Body bars SOEs from risky investments

 

 

China’s State-owned enterprises should avoid irrational investments and trade financing activities for achieving scale, said the head of the country’s SOE regulatory body on Monday.

From now on, SOEs are “strictly prohibited” from such moves, said Xiao Yaqing, chairman of the State-owned Assets Supervision and Administration Commission.

SOEs’ trade financing activities for scaling up their business volume may pose risks in terms of credit defaults, business fraud and loss of goods, he said.

A better way for central SOEs to ease their debt burden would be improved work efficiency, he said.

To lower risks in operations, SOEs should deleverage and reduce long-term debt, Xiao said, adding the commission will continue to strengthen the supervision of investments of SOEs and better manage their assets.

The SOEs’ current corporate debts are at “safe and controllable” levels, according to him.

In 2016, all of the 102 central SOEs decreased their debt ratio by 0.1 percent year-on-year to 66.6 percent, with 12 of them lowering their asset-liability ratio to over 80 percent and four to over 85 percent.

Xiao referred to the restructuring of two major SOEs, China Railway Materials Co Ltd and Sinosteel Corp. “The asset-liability ratio has been lowered to below 70 percent.”

His comments illustrate the government’s resolve to boost SOEs’ revenue from global markets via various measures, including introduction of mixed ownership and building asset management companies.

This year, the regulator will further press ahead with the supervision of investments of SOEs by shifting the focus “from managing the companies to managing their assets”, said SASAC Vice-chairwoman Huang Danhua last week at a media conference during the National People’s Congress annual meeting.

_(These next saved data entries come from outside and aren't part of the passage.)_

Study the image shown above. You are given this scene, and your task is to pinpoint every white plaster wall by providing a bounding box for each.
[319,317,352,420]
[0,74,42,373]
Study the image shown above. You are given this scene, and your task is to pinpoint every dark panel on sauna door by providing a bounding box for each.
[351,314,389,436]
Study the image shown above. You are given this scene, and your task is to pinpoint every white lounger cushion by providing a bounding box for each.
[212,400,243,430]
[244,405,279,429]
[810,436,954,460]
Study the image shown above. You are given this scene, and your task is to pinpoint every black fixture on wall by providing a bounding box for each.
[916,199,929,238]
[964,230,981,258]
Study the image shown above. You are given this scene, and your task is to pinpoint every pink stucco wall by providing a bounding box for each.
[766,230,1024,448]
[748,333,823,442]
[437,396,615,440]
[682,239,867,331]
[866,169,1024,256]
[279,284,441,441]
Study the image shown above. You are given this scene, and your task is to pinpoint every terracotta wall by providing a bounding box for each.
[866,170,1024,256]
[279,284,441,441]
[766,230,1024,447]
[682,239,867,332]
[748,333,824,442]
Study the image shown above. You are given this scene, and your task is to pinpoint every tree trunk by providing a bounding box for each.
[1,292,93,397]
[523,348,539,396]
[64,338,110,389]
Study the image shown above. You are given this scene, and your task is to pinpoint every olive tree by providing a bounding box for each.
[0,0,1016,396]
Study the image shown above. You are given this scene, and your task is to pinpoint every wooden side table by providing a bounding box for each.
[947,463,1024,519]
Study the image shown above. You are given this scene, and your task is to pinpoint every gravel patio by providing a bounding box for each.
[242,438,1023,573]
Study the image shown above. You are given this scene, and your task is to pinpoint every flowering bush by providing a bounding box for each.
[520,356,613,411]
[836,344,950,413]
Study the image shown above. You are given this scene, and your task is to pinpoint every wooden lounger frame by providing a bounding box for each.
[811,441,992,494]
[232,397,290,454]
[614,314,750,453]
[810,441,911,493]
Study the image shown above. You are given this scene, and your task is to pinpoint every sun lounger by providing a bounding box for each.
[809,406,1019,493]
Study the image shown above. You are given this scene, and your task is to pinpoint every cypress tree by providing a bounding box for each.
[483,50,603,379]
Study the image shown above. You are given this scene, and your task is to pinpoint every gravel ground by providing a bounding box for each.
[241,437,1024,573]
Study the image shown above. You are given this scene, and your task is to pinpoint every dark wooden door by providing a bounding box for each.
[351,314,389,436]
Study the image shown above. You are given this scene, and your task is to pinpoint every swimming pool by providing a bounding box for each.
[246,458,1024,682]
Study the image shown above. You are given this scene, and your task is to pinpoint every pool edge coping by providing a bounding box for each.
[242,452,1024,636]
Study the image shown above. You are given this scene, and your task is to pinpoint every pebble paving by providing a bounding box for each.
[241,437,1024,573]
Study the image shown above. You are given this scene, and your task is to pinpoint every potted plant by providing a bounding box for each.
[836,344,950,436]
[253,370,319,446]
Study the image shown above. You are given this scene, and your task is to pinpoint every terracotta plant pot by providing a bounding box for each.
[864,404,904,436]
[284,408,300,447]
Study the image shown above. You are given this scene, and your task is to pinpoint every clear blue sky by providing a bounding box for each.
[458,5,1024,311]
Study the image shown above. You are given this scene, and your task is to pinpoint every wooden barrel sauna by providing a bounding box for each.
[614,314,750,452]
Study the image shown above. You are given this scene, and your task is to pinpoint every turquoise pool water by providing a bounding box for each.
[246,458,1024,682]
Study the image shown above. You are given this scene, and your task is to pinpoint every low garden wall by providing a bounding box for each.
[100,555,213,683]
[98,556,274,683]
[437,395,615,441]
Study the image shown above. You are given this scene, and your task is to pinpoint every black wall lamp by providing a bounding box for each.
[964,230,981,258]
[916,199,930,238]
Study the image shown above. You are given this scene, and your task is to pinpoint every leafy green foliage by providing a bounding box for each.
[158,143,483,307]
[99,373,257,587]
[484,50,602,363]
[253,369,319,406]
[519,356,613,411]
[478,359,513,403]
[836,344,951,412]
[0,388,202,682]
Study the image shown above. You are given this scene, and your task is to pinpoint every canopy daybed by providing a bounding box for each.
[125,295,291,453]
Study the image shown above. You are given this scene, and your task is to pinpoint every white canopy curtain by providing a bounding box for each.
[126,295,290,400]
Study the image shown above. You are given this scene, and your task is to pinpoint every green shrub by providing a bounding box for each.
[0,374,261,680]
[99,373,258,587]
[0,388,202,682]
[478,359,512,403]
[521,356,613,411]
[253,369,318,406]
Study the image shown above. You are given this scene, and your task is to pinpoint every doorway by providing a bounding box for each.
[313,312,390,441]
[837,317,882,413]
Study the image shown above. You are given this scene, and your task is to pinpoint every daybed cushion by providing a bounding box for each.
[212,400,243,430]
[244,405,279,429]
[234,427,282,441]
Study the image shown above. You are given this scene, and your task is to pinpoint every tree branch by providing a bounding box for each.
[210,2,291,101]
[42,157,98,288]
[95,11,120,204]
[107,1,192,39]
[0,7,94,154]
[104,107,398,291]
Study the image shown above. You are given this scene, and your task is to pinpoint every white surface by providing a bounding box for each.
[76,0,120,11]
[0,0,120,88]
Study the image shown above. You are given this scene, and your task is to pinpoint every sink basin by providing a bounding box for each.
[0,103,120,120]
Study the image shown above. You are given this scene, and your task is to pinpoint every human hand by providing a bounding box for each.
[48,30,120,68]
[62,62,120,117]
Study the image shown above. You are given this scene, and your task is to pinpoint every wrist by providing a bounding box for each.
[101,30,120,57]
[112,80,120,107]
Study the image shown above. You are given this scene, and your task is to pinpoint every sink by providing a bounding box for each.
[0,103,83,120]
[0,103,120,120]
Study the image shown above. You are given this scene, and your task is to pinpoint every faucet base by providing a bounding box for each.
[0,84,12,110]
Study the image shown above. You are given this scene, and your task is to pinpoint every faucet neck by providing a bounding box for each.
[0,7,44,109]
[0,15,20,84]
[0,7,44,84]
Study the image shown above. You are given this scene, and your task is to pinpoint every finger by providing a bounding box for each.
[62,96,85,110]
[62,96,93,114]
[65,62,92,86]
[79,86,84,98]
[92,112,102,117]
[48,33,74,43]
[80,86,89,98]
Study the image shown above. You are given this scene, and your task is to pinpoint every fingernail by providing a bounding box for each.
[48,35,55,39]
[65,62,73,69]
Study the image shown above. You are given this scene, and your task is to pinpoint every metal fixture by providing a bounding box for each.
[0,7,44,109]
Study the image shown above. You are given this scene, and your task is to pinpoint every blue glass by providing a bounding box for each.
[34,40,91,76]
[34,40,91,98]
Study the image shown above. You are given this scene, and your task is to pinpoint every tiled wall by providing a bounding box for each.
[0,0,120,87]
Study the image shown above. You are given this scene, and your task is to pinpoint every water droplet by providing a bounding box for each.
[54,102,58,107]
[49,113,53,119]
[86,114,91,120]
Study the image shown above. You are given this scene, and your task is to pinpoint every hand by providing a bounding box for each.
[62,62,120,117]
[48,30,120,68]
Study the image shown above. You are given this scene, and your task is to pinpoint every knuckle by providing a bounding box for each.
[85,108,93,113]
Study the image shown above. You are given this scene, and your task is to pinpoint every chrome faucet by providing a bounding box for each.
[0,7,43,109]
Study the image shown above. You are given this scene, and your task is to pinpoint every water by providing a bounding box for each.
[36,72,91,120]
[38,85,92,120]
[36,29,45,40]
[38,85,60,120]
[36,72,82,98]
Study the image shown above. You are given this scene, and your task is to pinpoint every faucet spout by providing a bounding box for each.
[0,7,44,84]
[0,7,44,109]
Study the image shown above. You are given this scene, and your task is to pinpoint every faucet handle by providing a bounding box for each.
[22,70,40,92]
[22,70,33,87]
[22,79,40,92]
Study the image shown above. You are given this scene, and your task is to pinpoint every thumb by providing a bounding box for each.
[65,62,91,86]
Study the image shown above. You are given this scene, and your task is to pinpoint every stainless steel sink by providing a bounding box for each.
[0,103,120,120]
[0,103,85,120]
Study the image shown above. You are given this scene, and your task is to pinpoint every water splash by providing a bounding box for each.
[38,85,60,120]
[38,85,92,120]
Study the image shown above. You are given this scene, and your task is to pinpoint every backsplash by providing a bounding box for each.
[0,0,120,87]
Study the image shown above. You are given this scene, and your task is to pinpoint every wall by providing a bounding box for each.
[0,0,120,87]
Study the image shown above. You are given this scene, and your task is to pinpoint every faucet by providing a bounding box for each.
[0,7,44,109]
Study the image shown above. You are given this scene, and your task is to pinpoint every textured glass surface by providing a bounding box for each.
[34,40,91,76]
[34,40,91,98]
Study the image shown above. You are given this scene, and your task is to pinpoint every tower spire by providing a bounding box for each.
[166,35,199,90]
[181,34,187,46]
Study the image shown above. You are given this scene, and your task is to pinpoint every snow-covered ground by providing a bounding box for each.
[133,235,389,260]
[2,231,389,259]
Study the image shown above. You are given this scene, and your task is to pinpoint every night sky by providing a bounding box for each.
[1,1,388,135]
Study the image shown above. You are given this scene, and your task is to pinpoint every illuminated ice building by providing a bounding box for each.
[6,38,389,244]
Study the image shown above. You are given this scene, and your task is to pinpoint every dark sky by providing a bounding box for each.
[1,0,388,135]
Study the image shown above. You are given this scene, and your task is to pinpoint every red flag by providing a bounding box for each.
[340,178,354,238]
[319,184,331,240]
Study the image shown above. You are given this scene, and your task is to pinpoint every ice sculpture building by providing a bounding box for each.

Last September, China launched its largest private equity fund, worth 350 billion yuan ($50 billion), to finance SOE restructuring through mergers and acquisitions, industrial upgrades and innovation.

The supervision of central SOEs’ investment activities is, to some extent, caught in a dilemma, said Liu Shengjun, an economist at the Lujiazui Institute of International Finance.

“If the regulator exercises too much control on their investment plans, SOEs’ systems will get interfered. However, without regulatory supervision, the companies may be exposed to more risks and lead to chaotic investment environment and loss of assets,” Liu said.

Therefore, the regulator should take into account both SOEs’ initiative in making investments and risk prevention, he said.

Data show central SOEs’ revenue and profit have been growing, as the nation further deepens economic reforms.